After a little crash course -:> Let me know if my terminology is off, or if the general idea is on, or vice versa

From what I see, the only reason that nv40 benefits from FP16 pp or FX12 int pp is that latency associated with executing FP32 operands is higher than wiht FP16 or int12, and maybe smaller memory footprint. NV30's (and 40's) ability to use lower precisions had to do with the fact that they didn't have constant registers, but stored the data in instruction slots instead, and could therefore store either int or variable float precisions... This had some associated penalties for state changes though. From recollection, although CineFx's ALU's were FP32 precision, it only had the ability execute 1/2 the FP32 operands/ cycle due to register limitation. So we have 64 output registers, but 2 count for 1 FP32 instruction. However, simultaneously the 5800 could store 64 FP16 instructions in its temporary registers, or 32 FP32. So its registers were orthogonal in that sense. R300 was limited to 32 temp. registers regardless of the precision used. So maximum throughput should be 64 FP16 instructions vs. R300's 32 FP24. In 5900's case, 1 register counted for 1 FP32 instruction, so therefore should in theory be able to execute 64 FP32 instructions. The R300 also has 32 floating point constant registers. However, as stated above, for flexibility (or due to the fact that 5800 was probably more geared for Direct X 8.1 than 9) FX5800 has no constant registers, and instead uses its copious instruction slots to store fragment program instructions. Can store int instructions as well, for FX12. Carries heavy penalties for instruction state changes.
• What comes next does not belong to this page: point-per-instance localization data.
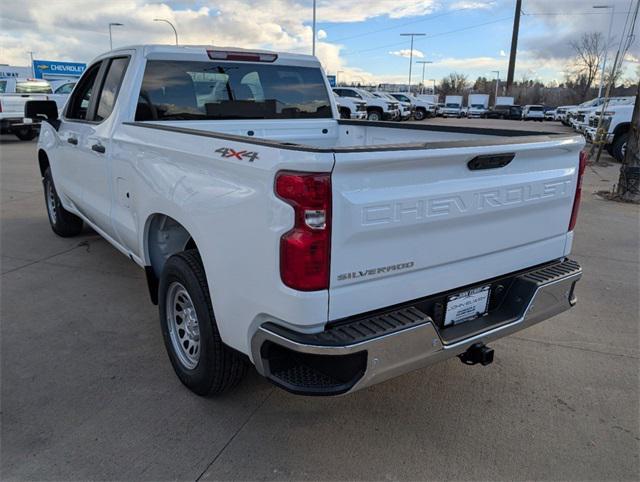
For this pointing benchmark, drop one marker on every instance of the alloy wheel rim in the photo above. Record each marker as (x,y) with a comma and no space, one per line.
(182,321)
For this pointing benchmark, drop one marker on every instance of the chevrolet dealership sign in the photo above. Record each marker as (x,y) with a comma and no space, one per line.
(46,69)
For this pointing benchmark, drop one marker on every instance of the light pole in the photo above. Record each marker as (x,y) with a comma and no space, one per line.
(606,46)
(175,32)
(411,53)
(497,72)
(113,24)
(313,41)
(424,63)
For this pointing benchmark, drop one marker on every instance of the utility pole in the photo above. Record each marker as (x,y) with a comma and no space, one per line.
(33,69)
(112,24)
(175,32)
(411,53)
(497,72)
(606,44)
(629,180)
(313,44)
(424,63)
(514,44)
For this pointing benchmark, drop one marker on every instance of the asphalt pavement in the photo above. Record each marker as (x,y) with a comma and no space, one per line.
(88,391)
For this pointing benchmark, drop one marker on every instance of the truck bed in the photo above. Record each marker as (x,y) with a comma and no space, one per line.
(410,217)
(351,136)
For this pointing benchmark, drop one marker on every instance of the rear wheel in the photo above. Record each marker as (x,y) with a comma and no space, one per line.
(62,222)
(619,147)
(26,133)
(203,363)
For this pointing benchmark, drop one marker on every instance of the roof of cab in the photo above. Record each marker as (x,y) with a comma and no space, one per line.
(199,52)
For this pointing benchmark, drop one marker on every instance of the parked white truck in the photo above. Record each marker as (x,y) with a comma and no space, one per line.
(14,93)
(421,108)
(617,125)
(452,106)
(332,254)
(350,108)
(504,100)
(477,105)
(377,109)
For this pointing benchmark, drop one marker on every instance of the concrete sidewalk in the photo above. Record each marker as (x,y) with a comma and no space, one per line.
(88,391)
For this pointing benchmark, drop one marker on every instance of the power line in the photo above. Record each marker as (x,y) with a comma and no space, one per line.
(400,25)
(440,34)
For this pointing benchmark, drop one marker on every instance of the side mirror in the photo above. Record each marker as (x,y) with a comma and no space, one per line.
(42,110)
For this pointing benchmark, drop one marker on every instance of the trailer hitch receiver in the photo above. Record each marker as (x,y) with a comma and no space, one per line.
(477,353)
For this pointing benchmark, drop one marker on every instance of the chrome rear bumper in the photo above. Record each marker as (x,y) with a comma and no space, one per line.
(392,350)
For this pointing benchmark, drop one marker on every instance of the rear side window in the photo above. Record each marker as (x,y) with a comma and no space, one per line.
(65,88)
(185,90)
(78,106)
(30,87)
(110,87)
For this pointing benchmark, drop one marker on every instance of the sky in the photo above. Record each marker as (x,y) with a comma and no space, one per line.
(359,40)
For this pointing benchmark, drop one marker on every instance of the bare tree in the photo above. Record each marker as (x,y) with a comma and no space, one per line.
(589,51)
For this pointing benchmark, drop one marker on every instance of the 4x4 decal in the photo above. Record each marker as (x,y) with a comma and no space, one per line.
(240,155)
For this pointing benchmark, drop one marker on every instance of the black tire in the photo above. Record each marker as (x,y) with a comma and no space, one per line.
(26,133)
(63,223)
(218,367)
(619,145)
(374,115)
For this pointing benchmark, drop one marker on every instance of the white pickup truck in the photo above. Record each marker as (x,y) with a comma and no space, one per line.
(617,126)
(14,93)
(350,108)
(377,109)
(331,254)
(420,107)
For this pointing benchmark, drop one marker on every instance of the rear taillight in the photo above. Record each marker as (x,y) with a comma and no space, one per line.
(305,249)
(576,200)
(241,56)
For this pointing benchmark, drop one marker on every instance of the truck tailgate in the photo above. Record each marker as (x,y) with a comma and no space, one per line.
(411,223)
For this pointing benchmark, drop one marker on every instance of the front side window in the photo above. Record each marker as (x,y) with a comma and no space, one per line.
(110,87)
(186,90)
(78,106)
(33,87)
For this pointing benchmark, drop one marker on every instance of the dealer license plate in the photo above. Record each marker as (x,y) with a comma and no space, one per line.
(467,305)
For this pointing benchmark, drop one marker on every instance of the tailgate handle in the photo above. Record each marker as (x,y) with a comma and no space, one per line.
(490,161)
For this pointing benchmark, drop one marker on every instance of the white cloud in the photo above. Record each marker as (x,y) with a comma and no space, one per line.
(407,53)
(472,5)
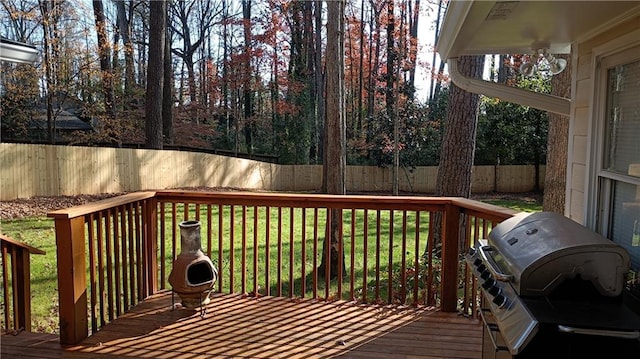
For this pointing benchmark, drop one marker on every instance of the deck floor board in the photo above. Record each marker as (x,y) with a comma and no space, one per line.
(267,327)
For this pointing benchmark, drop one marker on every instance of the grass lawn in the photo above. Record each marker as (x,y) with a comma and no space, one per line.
(39,232)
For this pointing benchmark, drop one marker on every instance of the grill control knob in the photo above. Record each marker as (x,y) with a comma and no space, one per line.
(500,300)
(488,283)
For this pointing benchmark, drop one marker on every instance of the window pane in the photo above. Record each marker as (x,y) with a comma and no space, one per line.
(625,229)
(622,147)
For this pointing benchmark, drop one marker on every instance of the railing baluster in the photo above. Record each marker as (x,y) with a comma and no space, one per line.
(365,253)
(403,261)
(315,253)
(390,260)
(416,262)
(125,274)
(133,283)
(15,292)
(279,284)
(303,269)
(5,284)
(232,239)
(92,273)
(108,259)
(340,240)
(140,271)
(255,251)
(431,300)
(327,252)
(267,252)
(101,270)
(352,274)
(163,245)
(116,262)
(291,254)
(377,298)
(220,245)
(244,250)
(209,230)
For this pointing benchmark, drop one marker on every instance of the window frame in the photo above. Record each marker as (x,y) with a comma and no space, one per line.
(597,210)
(602,185)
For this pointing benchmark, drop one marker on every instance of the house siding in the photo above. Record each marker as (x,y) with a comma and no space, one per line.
(580,139)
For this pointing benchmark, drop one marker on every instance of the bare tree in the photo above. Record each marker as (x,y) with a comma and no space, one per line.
(104,51)
(124,28)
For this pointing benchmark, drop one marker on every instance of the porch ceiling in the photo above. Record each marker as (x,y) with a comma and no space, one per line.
(512,27)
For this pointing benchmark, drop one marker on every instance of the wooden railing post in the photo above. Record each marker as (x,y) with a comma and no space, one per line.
(22,289)
(450,240)
(150,239)
(18,274)
(72,279)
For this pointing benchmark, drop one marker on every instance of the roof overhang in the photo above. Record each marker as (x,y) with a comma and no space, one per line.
(13,51)
(514,27)
(517,27)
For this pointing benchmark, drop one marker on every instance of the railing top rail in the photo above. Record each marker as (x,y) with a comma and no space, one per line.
(101,205)
(303,200)
(307,200)
(32,250)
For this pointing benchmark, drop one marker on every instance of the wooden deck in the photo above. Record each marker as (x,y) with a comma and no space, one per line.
(268,327)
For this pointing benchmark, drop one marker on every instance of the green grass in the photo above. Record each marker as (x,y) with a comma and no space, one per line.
(39,232)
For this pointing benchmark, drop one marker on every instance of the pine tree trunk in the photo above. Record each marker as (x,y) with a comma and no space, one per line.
(155,78)
(335,135)
(557,146)
(458,142)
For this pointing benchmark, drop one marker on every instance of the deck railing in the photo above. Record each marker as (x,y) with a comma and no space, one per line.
(16,284)
(268,244)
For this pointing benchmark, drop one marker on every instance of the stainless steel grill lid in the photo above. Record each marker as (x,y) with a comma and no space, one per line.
(538,251)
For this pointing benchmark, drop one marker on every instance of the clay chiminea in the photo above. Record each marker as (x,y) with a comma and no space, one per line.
(193,274)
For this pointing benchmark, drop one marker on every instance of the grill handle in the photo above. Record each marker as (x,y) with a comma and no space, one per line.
(602,333)
(492,265)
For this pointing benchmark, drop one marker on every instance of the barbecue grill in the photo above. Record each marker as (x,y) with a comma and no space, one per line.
(554,288)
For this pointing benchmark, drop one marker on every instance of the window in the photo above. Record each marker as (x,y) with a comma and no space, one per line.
(618,173)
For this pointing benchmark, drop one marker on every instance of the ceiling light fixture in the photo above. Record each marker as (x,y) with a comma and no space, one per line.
(541,56)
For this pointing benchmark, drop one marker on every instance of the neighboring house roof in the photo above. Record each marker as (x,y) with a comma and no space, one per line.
(513,27)
(14,51)
(65,121)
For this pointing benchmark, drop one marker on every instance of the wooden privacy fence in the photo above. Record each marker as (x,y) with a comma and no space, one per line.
(16,283)
(114,253)
(45,170)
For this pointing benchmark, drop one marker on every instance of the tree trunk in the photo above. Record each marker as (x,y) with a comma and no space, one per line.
(458,142)
(390,90)
(124,28)
(319,83)
(335,135)
(167,92)
(246,85)
(155,78)
(104,53)
(557,147)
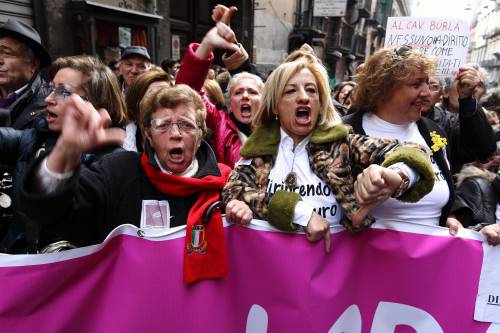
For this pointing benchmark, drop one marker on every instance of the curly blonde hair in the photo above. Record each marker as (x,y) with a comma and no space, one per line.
(275,86)
(383,71)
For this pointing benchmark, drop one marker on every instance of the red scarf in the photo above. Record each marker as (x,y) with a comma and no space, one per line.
(205,254)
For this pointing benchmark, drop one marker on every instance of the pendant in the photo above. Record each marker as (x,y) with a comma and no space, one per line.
(291,180)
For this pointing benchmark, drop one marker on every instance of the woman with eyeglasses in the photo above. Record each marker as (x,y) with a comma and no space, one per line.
(391,93)
(84,76)
(175,182)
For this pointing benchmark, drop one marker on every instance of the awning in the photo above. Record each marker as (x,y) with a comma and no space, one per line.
(123,10)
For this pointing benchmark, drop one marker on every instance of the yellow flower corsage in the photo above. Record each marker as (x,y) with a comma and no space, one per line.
(438,142)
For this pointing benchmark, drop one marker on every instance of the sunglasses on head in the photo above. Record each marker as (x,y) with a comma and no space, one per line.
(401,51)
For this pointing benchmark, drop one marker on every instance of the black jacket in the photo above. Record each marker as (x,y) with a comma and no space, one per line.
(18,150)
(425,126)
(104,195)
(469,133)
(32,99)
(477,198)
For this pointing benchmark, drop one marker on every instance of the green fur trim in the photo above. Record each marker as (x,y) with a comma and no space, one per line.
(332,134)
(419,161)
(281,210)
(265,140)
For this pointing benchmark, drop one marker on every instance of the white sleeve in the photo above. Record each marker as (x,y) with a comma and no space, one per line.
(302,213)
(48,181)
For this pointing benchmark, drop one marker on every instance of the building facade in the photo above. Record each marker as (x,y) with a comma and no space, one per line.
(485,40)
(104,27)
(344,42)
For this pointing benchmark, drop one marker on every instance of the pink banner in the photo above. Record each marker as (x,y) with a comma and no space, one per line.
(376,281)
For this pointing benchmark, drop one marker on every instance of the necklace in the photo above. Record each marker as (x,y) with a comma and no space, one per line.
(291,178)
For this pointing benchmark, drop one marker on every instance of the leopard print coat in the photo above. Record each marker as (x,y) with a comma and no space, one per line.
(336,156)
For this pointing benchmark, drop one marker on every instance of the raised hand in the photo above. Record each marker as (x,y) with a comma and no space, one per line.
(219,37)
(372,187)
(84,129)
(238,212)
(468,78)
(492,234)
(223,14)
(317,228)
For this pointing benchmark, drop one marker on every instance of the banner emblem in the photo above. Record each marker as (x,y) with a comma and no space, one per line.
(198,243)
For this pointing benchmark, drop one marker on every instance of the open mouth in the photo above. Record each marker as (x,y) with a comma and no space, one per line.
(51,116)
(303,116)
(246,110)
(419,103)
(176,154)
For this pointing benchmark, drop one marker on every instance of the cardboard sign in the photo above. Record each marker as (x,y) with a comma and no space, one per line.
(447,39)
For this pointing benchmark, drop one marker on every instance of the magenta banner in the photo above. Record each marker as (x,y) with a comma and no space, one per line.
(378,281)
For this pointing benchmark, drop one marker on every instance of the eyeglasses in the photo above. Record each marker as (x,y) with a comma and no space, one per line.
(434,86)
(401,51)
(60,92)
(163,125)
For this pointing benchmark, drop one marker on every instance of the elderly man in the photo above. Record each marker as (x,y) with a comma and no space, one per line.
(21,86)
(135,61)
(175,181)
(470,126)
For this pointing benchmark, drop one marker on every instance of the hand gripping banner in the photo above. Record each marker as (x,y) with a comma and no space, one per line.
(395,277)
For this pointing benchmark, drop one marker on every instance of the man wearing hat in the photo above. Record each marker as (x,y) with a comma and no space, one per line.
(21,57)
(135,61)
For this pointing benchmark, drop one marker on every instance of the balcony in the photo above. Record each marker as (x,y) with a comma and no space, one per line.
(364,8)
(360,48)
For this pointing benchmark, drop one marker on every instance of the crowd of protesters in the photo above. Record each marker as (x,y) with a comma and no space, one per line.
(97,146)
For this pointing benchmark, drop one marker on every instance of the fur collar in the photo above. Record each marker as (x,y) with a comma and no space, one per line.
(265,140)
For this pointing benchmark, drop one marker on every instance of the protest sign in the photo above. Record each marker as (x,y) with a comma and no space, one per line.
(447,39)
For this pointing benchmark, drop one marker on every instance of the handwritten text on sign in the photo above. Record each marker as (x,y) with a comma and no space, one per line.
(445,38)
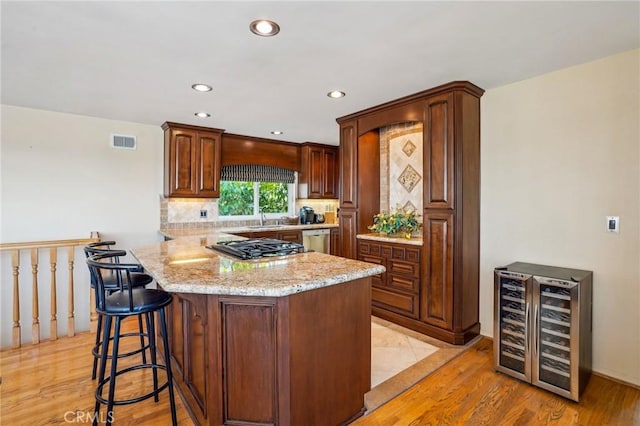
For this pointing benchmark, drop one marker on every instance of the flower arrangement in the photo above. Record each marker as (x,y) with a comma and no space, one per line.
(401,221)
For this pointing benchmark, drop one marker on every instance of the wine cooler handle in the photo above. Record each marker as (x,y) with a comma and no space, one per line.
(535,328)
(527,328)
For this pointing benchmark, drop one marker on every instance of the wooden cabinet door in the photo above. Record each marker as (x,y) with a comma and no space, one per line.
(334,248)
(182,163)
(315,173)
(330,175)
(348,166)
(197,353)
(436,304)
(348,231)
(439,152)
(208,163)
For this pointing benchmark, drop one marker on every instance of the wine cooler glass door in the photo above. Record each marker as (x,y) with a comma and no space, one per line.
(556,346)
(512,326)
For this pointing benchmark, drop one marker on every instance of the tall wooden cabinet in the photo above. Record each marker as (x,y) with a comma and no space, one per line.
(449,275)
(192,161)
(318,176)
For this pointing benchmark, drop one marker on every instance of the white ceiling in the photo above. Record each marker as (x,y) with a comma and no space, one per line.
(136,61)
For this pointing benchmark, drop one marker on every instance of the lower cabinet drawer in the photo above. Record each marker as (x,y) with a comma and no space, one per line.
(405,304)
(403,282)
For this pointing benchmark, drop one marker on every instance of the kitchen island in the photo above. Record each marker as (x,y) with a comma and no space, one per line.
(282,341)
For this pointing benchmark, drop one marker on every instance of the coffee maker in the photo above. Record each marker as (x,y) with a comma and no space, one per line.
(307,216)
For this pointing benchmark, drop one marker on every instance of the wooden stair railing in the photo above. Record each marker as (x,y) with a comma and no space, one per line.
(34,247)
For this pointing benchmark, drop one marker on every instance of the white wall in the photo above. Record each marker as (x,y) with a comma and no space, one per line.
(61,179)
(560,152)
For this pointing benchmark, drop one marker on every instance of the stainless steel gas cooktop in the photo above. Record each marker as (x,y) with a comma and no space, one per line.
(256,248)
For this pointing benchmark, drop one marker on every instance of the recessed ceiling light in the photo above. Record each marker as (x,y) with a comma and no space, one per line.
(264,28)
(336,94)
(200,87)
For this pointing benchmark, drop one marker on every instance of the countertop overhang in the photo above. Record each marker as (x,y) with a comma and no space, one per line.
(185,265)
(203,231)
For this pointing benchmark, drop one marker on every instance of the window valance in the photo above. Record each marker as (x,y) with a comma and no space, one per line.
(257,173)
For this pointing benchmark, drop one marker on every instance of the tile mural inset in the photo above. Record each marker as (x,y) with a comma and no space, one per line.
(410,207)
(409,178)
(409,148)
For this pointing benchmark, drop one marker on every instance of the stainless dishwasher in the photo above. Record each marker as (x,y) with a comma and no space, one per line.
(316,240)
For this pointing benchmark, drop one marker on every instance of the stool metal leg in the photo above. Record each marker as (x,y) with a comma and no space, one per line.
(114,370)
(167,356)
(144,356)
(104,353)
(95,356)
(152,349)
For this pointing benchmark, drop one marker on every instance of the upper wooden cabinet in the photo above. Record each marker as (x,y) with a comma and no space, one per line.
(191,161)
(318,171)
(446,303)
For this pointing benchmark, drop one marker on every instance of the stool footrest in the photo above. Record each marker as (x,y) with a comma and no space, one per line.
(155,392)
(96,348)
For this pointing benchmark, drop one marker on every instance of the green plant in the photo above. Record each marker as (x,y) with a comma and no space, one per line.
(401,221)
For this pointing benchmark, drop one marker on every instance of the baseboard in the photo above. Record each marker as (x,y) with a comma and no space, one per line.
(613,379)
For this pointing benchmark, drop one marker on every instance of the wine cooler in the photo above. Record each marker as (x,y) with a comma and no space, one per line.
(542,326)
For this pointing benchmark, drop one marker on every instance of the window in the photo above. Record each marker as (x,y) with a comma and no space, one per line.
(249,199)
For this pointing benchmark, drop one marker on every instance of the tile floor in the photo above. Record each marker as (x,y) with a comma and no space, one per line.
(393,352)
(400,358)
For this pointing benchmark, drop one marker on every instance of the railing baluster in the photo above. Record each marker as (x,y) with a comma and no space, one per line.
(15,263)
(18,249)
(53,260)
(71,325)
(35,311)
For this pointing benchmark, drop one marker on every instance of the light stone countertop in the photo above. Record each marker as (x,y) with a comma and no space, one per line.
(415,241)
(203,232)
(185,265)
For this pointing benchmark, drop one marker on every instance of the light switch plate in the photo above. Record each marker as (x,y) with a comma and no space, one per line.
(613,224)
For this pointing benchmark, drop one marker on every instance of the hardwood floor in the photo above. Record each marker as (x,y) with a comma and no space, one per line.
(467,391)
(51,384)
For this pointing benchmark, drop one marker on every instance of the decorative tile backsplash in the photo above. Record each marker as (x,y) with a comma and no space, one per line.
(184,213)
(401,166)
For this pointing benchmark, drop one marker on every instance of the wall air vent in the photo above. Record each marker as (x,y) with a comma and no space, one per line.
(123,141)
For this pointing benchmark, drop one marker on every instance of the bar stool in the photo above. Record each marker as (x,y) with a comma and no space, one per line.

6800 changed this up by offering 2 FP32 ALU's in 16 independant pipelines, each capable of executing 8 floating point instructions in dual issue, so double the theoretical pixel shader performance of the NV35. Probably faster than that due to use of SIMD programming model vs VLIW (and better utilization as a 16*1 and not 8*2). Not sure whats going on with constant registers, but assuming is the same. FP16 normalize, so has some FP16 specific optimizations still. Registers are once again orthogonal for full FP32 performance. In this case I can't imagine any reason other than space and some slight latency penalty for using FP32 compared to FP16. Assuming it used the same register combiner scheme, you would have 2x the # of FP16 registers as is needed, which could come in handy maybe to ease the state change penalty associated with storing constant registers in instruction slots.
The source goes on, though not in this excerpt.